Yine 1996 yılında, Veli Çelik'in yönetmenliğinde çekilen televizyon filmi "Ay Işığında Saklıdır"da, Aydan Şener ve Toprak Sergen'le birlikte yer aldı. Ardından, 1998 yılında, Hamdi Alkan'ın "Reyting Hamdi" adlı televizyon eğlence programında, kısa bir süre için Yarmagül tiplemesinin dedesi rolünü canlandırdı.

Sanat yaşamı boyunca 400'e yakın sinema filminde ve sayısını kendisinin bile tam olarak bilmediği sayıda tiyatro oyununda rol alan Münir Özkul adına, 26 Mart 2005 tarihinde İstanbul Beylikdüzü Academia Center içerisinde "Münir Özkul Sahnesi" açılmıştır.

İçkiye düşkünlüğüyle bilinen sanatçı, özel hayatında da inişli çıkışlı bir seyir izleyerek dört evlilik gerçekleştirmiştir. İlk evliliğini Şadan Hanım'la yapan Özkul, kısa süren bu birlikteliğin ardından Suna Selen ile hayatını birleştirmiş ve bu evlilikten Güner (d. 1 Şubat 1966) adında bir kızı olmuştur. Kızları sekiz yaşındayken, 1974 yılında çift boşanma kararı almıştır. Sonrasında Özkul, Tophaneli Örümcek Yaşar lakabıyla anılan Yaşar Hanım'la üçüncü evliliğini gerçekleştirmiş; ancak bu da uzun sürmemiştir. Son olarak, halen yaşamını birlikte sürdürdüğü Umman Hanım ile evlenmiştir.

Mankenlik ve CNN Türk'te televizyon programcılığı yapan kızı Güner Özkul'un girişimiyle, 2005 yılında, sanatçıyı birçok yönden ele alan ve yaşamının bir dönemine farklı şekillerde tanıklık etmiş kişilerin kaleme aldığı yazılardan derlenmiş, "Aktör Dediğin Nedir Ki? / Münir Özkul Kitabı" adlı bir kitap yayımlanmıştır.

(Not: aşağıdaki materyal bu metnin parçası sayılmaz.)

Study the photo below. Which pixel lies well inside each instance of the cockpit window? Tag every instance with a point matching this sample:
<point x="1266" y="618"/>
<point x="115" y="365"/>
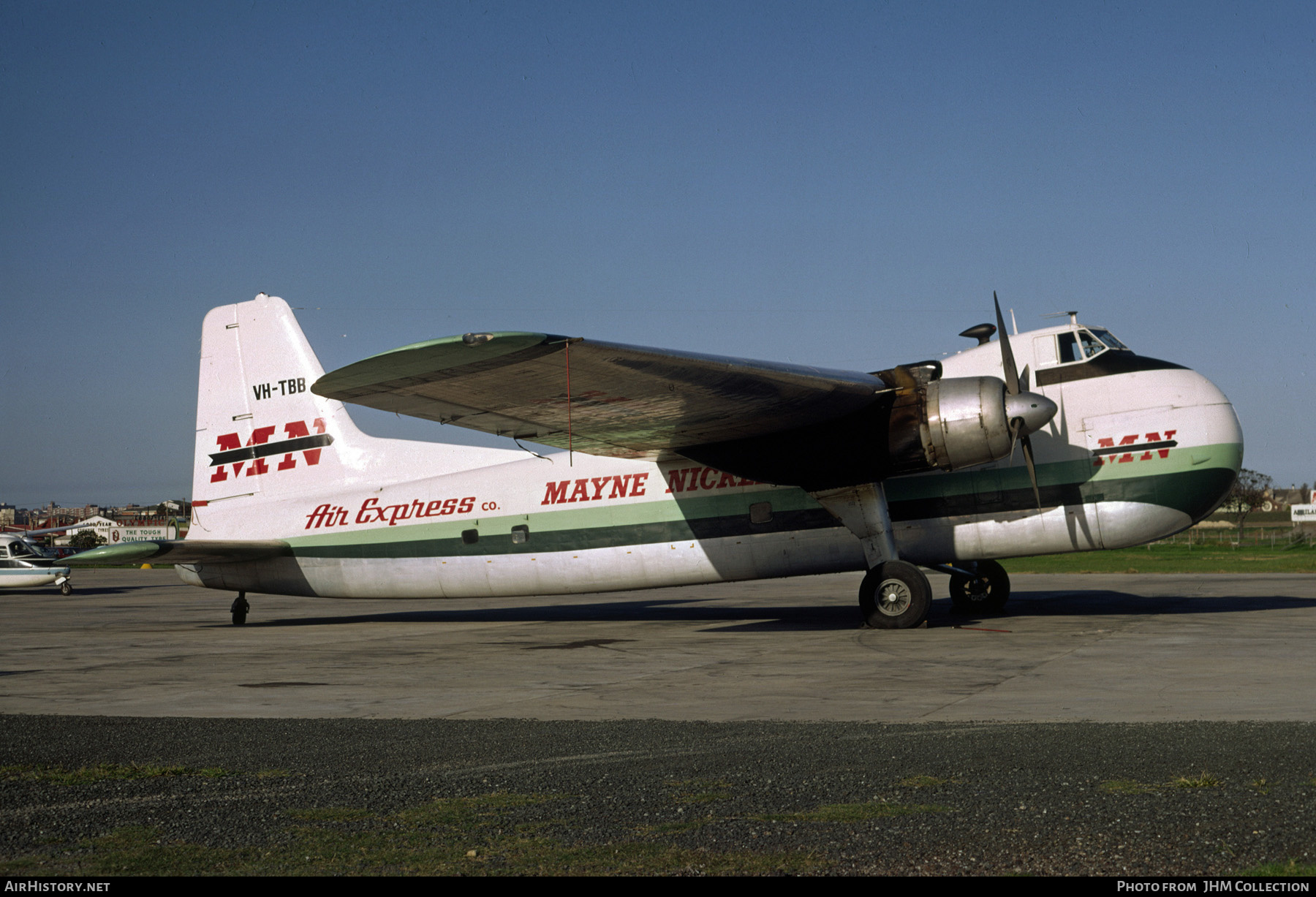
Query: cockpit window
<point x="1082" y="345"/>
<point x="1108" y="338"/>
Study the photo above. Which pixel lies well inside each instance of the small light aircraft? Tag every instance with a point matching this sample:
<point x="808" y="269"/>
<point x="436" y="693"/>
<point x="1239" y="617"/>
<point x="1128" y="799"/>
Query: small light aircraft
<point x="682" y="469"/>
<point x="26" y="564"/>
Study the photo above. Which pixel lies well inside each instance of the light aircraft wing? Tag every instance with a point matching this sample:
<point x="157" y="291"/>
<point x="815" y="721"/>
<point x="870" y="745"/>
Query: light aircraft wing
<point x="625" y="401"/>
<point x="181" y="551"/>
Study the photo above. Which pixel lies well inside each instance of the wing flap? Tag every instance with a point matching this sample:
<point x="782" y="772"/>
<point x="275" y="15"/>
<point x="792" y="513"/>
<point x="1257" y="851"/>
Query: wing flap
<point x="625" y="401"/>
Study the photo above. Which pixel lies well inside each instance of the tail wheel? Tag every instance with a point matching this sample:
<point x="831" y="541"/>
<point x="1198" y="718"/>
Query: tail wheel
<point x="986" y="592"/>
<point x="895" y="595"/>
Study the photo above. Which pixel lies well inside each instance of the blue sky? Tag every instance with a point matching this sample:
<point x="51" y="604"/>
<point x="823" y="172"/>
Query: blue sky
<point x="840" y="184"/>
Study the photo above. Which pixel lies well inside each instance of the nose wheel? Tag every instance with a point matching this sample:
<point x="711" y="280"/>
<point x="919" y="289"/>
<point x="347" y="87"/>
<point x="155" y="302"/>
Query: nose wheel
<point x="985" y="592"/>
<point x="240" y="609"/>
<point x="895" y="595"/>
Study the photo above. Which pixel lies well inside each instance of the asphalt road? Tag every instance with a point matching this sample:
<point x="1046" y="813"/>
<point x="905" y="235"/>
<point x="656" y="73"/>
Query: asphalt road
<point x="1107" y="724"/>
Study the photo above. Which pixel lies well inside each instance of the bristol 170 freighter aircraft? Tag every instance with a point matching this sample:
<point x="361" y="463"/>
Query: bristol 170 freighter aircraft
<point x="682" y="469"/>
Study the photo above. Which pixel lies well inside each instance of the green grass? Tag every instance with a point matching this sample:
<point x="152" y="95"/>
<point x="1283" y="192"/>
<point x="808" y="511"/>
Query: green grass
<point x="103" y="772"/>
<point x="1173" y="558"/>
<point x="480" y="836"/>
<point x="1200" y="780"/>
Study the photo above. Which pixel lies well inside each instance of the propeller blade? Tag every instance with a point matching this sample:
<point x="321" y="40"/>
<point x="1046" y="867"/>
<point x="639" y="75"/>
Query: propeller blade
<point x="1032" y="470"/>
<point x="1007" y="357"/>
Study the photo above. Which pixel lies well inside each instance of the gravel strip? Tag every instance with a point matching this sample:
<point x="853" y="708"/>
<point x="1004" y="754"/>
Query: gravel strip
<point x="1018" y="798"/>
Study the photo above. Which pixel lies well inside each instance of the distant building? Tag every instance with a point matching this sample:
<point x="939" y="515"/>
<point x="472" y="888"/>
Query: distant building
<point x="1303" y="516"/>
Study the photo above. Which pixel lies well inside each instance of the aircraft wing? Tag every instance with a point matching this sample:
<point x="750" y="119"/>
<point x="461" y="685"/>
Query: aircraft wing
<point x="625" y="401"/>
<point x="179" y="551"/>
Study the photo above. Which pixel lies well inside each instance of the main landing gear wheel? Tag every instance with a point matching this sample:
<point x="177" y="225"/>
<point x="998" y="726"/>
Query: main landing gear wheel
<point x="895" y="595"/>
<point x="240" y="609"/>
<point x="982" y="594"/>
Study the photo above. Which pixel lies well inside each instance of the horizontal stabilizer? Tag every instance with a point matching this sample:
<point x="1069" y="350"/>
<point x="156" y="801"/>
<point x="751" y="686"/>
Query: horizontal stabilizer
<point x="625" y="401"/>
<point x="181" y="551"/>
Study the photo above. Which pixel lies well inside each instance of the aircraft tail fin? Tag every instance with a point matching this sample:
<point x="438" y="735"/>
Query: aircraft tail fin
<point x="260" y="429"/>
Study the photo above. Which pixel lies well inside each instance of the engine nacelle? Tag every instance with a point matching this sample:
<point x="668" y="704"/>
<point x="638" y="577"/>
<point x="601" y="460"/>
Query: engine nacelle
<point x="965" y="423"/>
<point x="945" y="424"/>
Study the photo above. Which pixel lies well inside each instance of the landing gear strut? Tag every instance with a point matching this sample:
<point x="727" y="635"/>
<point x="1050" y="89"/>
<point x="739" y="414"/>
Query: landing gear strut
<point x="985" y="592"/>
<point x="240" y="609"/>
<point x="895" y="595"/>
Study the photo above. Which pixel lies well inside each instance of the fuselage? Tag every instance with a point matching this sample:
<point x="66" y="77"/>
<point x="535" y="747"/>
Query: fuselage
<point x="1140" y="449"/>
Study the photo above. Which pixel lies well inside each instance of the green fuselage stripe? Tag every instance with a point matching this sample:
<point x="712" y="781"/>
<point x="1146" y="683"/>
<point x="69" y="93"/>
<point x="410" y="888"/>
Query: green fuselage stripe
<point x="1192" y="491"/>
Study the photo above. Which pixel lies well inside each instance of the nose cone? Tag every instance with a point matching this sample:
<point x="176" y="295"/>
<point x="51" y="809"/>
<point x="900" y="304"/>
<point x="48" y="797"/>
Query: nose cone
<point x="1035" y="411"/>
<point x="1217" y="458"/>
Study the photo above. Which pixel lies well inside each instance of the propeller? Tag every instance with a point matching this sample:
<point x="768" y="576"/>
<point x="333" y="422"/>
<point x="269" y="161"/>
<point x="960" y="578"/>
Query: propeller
<point x="1015" y="409"/>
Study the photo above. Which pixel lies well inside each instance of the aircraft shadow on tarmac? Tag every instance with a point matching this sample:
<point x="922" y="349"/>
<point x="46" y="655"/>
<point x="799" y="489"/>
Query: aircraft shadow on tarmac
<point x="809" y="617"/>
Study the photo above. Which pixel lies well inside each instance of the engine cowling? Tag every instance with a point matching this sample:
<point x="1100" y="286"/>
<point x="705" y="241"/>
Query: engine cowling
<point x="953" y="423"/>
<point x="967" y="423"/>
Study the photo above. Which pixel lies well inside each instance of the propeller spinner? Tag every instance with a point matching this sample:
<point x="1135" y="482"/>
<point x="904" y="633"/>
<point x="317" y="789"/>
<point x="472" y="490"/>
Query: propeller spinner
<point x="1026" y="412"/>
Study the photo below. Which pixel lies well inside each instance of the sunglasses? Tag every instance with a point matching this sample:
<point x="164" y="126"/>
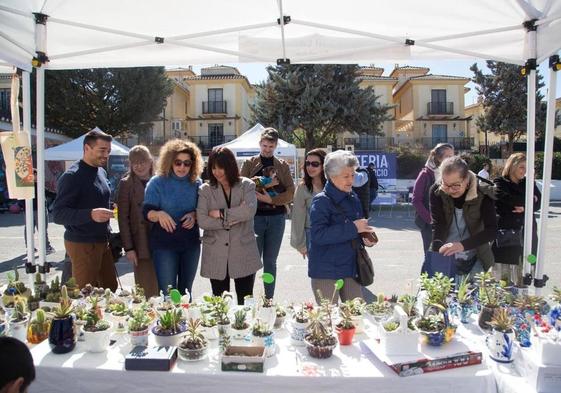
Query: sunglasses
<point x="185" y="163"/>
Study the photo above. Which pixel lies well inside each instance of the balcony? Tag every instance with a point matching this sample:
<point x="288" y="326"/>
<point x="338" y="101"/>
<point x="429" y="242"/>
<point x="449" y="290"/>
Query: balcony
<point x="215" y="107"/>
<point x="440" y="108"/>
<point x="206" y="143"/>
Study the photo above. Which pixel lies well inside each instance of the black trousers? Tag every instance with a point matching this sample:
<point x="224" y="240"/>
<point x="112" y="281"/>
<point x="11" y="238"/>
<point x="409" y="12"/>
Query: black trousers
<point x="244" y="286"/>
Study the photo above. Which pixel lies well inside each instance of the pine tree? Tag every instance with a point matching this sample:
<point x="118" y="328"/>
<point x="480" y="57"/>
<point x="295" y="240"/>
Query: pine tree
<point x="504" y="93"/>
<point x="311" y="104"/>
<point x="117" y="100"/>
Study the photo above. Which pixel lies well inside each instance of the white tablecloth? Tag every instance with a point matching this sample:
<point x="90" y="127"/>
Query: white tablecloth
<point x="351" y="369"/>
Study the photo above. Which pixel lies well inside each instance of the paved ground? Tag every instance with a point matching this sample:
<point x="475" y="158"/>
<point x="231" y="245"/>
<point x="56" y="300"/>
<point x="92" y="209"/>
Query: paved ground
<point x="397" y="258"/>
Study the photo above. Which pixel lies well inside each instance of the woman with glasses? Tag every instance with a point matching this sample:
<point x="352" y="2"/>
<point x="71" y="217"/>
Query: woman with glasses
<point x="463" y="218"/>
<point x="226" y="207"/>
<point x="511" y="200"/>
<point x="132" y="226"/>
<point x="312" y="184"/>
<point x="170" y="203"/>
<point x="425" y="180"/>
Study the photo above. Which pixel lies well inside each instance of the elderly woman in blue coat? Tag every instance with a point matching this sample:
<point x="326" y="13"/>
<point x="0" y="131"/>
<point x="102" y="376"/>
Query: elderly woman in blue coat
<point x="336" y="220"/>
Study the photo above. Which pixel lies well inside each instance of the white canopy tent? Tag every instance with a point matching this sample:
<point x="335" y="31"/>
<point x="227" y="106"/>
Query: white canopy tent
<point x="73" y="150"/>
<point x="65" y="34"/>
<point x="247" y="144"/>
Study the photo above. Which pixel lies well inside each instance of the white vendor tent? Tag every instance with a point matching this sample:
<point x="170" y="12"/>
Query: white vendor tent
<point x="73" y="150"/>
<point x="70" y="34"/>
<point x="247" y="144"/>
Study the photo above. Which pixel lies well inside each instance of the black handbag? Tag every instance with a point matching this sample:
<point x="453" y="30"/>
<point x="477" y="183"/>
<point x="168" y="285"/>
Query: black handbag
<point x="364" y="266"/>
<point x="509" y="238"/>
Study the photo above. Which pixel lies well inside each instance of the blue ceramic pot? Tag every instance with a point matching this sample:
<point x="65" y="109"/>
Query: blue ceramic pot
<point x="62" y="338"/>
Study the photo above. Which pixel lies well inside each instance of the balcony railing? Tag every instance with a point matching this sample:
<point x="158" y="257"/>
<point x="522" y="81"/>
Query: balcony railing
<point x="206" y="143"/>
<point x="440" y="108"/>
<point x="215" y="107"/>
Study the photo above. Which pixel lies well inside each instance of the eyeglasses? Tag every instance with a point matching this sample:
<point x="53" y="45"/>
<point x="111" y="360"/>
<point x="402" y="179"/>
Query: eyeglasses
<point x="455" y="186"/>
<point x="185" y="163"/>
<point x="313" y="164"/>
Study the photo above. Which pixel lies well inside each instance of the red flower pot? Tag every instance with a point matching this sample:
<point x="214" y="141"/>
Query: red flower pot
<point x="345" y="336"/>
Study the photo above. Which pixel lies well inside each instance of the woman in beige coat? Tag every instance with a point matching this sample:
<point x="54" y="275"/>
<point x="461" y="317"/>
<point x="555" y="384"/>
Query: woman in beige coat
<point x="132" y="226"/>
<point x="225" y="212"/>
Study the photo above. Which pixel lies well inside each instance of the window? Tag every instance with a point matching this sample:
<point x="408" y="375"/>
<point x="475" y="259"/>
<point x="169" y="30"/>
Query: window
<point x="215" y="134"/>
<point x="439" y="133"/>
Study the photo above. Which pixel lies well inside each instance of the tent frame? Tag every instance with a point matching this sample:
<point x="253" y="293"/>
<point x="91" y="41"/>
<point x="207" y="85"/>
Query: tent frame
<point x="531" y="26"/>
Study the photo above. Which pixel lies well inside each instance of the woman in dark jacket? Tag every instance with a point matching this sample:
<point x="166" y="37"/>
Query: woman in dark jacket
<point x="463" y="218"/>
<point x="511" y="194"/>
<point x="336" y="220"/>
<point x="424" y="182"/>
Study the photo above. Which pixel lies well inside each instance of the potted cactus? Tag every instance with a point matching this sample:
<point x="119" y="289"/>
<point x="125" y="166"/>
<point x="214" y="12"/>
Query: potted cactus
<point x="19" y="319"/>
<point x="194" y="346"/>
<point x="169" y="329"/>
<point x="240" y="327"/>
<point x="501" y="340"/>
<point x="97" y="331"/>
<point x="263" y="337"/>
<point x="299" y="325"/>
<point x="280" y="316"/>
<point x="464" y="298"/>
<point x="139" y="324"/>
<point x="490" y="297"/>
<point x="320" y="341"/>
<point x="62" y="337"/>
<point x="38" y="329"/>
<point x="345" y="328"/>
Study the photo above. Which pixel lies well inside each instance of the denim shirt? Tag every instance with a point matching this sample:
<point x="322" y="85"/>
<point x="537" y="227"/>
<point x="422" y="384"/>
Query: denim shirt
<point x="331" y="255"/>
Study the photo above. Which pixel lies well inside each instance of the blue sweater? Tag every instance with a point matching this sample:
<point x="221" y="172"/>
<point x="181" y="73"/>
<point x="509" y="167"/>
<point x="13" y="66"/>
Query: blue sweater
<point x="79" y="190"/>
<point x="331" y="255"/>
<point x="176" y="196"/>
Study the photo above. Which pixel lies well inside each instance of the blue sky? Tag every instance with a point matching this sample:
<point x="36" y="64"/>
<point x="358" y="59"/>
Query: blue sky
<point x="255" y="72"/>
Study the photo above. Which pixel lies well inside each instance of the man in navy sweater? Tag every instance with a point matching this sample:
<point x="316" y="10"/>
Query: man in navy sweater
<point x="82" y="206"/>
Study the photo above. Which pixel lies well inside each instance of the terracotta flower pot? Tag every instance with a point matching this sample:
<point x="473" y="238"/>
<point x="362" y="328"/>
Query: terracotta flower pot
<point x="345" y="335"/>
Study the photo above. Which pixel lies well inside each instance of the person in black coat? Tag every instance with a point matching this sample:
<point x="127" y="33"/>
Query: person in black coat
<point x="510" y="206"/>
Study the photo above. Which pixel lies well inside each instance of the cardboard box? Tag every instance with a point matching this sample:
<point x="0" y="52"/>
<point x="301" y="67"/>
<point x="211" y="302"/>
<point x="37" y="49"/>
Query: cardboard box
<point x="248" y="359"/>
<point x="151" y="358"/>
<point x="545" y="379"/>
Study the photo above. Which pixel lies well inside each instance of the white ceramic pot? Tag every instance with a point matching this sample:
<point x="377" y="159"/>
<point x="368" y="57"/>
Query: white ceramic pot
<point x="298" y="332"/>
<point x="19" y="329"/>
<point x="500" y="346"/>
<point x="139" y="337"/>
<point x="97" y="341"/>
<point x="268" y="342"/>
<point x="238" y="334"/>
<point x="358" y="321"/>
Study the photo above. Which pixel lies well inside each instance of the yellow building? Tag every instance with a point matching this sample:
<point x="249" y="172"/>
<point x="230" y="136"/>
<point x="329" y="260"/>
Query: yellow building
<point x="209" y="109"/>
<point x="430" y="109"/>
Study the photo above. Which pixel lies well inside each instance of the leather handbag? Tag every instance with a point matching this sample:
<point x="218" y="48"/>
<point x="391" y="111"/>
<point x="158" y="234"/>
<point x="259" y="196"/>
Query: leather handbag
<point x="509" y="238"/>
<point x="364" y="266"/>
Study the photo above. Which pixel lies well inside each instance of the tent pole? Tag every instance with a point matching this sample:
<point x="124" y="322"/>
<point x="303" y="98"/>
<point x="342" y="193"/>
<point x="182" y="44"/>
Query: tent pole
<point x="41" y="50"/>
<point x="41" y="165"/>
<point x="29" y="225"/>
<point x="540" y="279"/>
<point x="530" y="156"/>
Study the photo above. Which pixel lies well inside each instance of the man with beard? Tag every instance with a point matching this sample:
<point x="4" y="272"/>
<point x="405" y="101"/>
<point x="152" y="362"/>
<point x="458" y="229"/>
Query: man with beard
<point x="82" y="206"/>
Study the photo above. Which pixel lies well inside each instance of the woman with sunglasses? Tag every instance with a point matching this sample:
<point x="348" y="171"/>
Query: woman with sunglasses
<point x="170" y="203"/>
<point x="227" y="205"/>
<point x="312" y="184"/>
<point x="463" y="218"/>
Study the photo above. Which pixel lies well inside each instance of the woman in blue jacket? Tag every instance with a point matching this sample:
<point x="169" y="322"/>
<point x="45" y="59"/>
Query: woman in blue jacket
<point x="170" y="202"/>
<point x="336" y="220"/>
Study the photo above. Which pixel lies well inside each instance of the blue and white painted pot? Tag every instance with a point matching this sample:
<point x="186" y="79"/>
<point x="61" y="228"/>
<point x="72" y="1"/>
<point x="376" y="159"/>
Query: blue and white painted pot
<point x="500" y="346"/>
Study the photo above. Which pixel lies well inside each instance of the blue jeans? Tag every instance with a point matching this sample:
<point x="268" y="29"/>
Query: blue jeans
<point x="177" y="268"/>
<point x="269" y="231"/>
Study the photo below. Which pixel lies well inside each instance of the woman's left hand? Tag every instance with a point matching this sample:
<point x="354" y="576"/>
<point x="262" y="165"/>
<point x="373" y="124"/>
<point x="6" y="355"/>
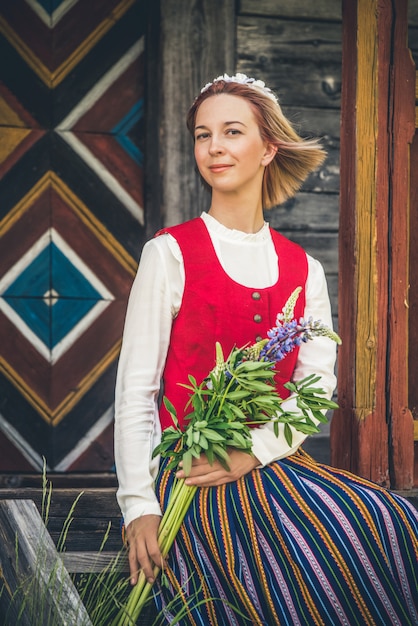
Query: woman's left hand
<point x="203" y="474"/>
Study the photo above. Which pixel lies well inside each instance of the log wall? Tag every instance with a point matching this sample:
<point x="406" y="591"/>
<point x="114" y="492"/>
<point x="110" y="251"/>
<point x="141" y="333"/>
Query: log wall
<point x="296" y="49"/>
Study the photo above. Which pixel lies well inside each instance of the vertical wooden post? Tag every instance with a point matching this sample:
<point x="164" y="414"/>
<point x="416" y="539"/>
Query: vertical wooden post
<point x="372" y="218"/>
<point x="402" y="130"/>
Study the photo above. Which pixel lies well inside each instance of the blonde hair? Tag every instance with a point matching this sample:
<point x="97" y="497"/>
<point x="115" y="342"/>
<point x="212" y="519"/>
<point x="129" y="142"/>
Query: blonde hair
<point x="295" y="159"/>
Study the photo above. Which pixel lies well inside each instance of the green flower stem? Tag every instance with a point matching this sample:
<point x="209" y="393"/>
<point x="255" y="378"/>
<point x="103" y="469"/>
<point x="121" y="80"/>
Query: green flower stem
<point x="178" y="505"/>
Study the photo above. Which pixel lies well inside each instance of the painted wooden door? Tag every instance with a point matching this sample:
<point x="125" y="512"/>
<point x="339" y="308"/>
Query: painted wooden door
<point x="71" y="223"/>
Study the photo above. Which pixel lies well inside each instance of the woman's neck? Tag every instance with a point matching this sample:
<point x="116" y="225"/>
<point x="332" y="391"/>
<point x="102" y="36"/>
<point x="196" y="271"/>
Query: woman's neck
<point x="243" y="217"/>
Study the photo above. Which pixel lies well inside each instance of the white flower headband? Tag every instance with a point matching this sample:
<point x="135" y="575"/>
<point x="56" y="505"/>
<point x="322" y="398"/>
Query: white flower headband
<point x="242" y="79"/>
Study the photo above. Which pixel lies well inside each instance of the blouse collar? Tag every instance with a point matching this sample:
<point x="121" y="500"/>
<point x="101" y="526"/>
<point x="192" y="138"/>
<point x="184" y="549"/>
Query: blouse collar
<point x="236" y="235"/>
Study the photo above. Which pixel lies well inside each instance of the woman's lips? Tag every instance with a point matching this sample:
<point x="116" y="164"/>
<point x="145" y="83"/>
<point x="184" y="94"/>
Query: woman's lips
<point x="221" y="167"/>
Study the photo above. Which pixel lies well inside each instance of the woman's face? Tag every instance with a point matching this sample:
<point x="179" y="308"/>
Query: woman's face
<point x="229" y="151"/>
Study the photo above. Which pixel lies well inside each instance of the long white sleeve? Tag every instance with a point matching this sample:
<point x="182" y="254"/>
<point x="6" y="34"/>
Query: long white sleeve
<point x="153" y="304"/>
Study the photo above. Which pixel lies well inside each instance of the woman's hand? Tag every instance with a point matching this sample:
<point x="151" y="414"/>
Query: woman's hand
<point x="144" y="552"/>
<point x="203" y="474"/>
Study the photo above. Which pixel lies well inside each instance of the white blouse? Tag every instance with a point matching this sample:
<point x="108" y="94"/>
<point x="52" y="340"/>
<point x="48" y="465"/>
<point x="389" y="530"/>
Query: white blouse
<point x="155" y="299"/>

1998 yılında, T.C. Kültür Bakanlığı, Münir Özkul'a Devlet Sanatçısı ünvanını vermiştir. Özkul, İsmail Dümbüllü'den aldığı ünlü kavuğu, 1989 yılında tiyatro oyuncusu Ferhan Şensoy'a devretmiştir. 1991 yılında ise, en önemli tiyatro ödülleri arasında gösterilen, Dümbüllü Ödülü'ne layık görülmüştür. 8 Nisan 2007 tarihinde, Mizah Üretenler Derneği, Karikatürcüler Derneği ve Bakırköylü Sanatçılar Derneği tarafından ortaklaşa düzenlenen "II. Mizah Ödülleri" töreninde, Münir Özkul Özel Ödülü, ünlü tiyatrocu Nejat Uygur'a verilmiştir.

2003 yılından bu yana Demans hastalığı ile yaşayan Münir Özkul, evinden dışarıya çıkmak ve kimseyle görüşmek istemiyor. Hastalığı yüzünden geçmişe dair birçok şeyi hatırlamıyor ve ölen arkadaşlarının yaşadıklarını sanıyor.

1 Nisan 1996'da Atatürk Kültür Merkezi'nde Münir Özkul için düzenlenen veda töreninde, jübilesini yaparak tiyatro sahnelerine veda etti. Gecenin sonunda Münir Özkul sahneye geldi ve artık onunla özdeşleşmiş tiradı okudu:

"Aktör dediğin nedir ki? Oynarken varızdır. Yok olunca da sesimiz bu hoş kubbede bir hoş seda olarak kalır. (...) Artık kendimiz yoğuz. Seyircilerimiz de kalmadı. Ama repliklerimiz fısıldaşır durur sabaha kadar. Gün ağarır, temizleyiciler gelir, replikler yerlerine kaçışır. Perdeee!"